CMU / NASA Partnership Advances Research in Lunar Topography-Silicon Valley Campus - Carnegie Mellon University

CMU / NASA Partnership Advances Research in Lunar Topography-Silicon Valley Campus - Carnegie Mellon University

CMU / NASA Partnership Advances Research in Lunar Topography

New research from NASA (National Aeronautic and Space Administration) is producing the most accurate topographical maps of the lunar surface yet. By revisiting previous flights and their telemetric data with new mathematical processing algorithms, the results of those explorations can be refined to become significantly more accurate. Carnegie Mellon University Silicon Valley students have brought their programming expertise to provide the means to turn the research into real results. Initial testing on the Apollo 17 mission have shown dramatic improvements in the usability of the data, and this research is expected to be useful for all cartographic related missions.

One of the main purposes of NASA missions is cartography of planetary bodies, but unfortunately the original flight data is not always accurate. In the case of the Apollo missions, which is the case study under research, they have particularly noisy data sets, and the cartographic photography is therefore of limited use. Noise in the electronics provided erroneous data points in terms of location and time of each photograph, thus images taken from this flight cannot be accurately mapped to the lunar surface. Mathematician Dr. Taemin Kim proposed an algorithm of refining the telemetric using Conjugate Gradient methods to predict more accurate results for each data point by minimizing the calculated error, and then translating each image using its shifted telemetry. This process of refining the telemetric data is known as Orbital Refinement, and applying these results to cartographic images is known as Bundle Adjustment.

Computer scientist Zachary Moratto from NASA teamed up with CMU students Darryl Melander, Henry Fung, and Daniel Hebb, to provide a software implementation for this research effort. Building on NASA’s open source product, Vision Workbench, the joint team has added functionality to perform both Orbital Refinement and Bundle Adjustment using this new Conjugate Gradient linear solver in the algorithms. This software will be refined by computer scientists at NASA to be released as open source software under the NASA Open Source Software Agreement.

Working very closely together, the team has analyzed data from the Apollo 17 mission. The results of Dr. Kim’s research have proven to be a great improvement over the current data set. NASA has generously provided an updated topographic model of the lunar surface, allowing a before and after comparison of the map.
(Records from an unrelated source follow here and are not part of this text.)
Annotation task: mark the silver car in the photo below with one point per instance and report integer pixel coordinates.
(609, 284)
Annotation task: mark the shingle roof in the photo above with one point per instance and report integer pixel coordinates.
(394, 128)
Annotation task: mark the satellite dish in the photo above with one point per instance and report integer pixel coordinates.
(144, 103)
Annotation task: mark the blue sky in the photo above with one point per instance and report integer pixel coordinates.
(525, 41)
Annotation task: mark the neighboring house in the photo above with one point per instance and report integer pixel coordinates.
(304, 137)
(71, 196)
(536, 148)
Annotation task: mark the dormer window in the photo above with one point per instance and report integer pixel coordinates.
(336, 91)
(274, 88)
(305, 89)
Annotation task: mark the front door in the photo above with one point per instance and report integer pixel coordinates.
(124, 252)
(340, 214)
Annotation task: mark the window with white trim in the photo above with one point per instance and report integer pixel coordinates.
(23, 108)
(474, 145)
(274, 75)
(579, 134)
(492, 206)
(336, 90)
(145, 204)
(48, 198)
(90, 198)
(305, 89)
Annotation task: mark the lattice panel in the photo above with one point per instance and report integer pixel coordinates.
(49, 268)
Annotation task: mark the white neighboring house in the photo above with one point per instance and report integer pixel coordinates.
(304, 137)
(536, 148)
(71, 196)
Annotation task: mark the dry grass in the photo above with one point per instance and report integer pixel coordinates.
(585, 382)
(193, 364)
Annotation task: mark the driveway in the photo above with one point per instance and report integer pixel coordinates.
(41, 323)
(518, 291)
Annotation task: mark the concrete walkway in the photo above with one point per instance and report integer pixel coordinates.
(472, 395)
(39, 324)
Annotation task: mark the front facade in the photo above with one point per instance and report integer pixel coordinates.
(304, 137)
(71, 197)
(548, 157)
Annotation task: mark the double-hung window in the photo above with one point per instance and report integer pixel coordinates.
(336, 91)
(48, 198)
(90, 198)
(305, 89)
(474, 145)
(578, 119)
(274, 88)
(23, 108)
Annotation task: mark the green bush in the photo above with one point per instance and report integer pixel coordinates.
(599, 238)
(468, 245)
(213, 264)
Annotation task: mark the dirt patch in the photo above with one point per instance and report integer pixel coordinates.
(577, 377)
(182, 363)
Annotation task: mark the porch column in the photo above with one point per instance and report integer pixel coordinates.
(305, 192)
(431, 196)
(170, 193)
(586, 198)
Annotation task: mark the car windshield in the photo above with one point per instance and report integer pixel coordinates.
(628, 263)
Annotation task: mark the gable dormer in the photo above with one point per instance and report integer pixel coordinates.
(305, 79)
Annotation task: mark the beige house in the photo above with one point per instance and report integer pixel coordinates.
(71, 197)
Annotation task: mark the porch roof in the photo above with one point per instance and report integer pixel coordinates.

These results are preliminary and further research will continue, but the initial progress shows that there is potential in these methods. The early success provides the traction at NASA to continue funding of the research. The software written by the CMUSV students will function as a proof of concept, and provide the evidence necessary to continue funding research on these space flights. NASA engineers will take the source code and refine it to match the style and standards of NASA open source software before it is released to the general public.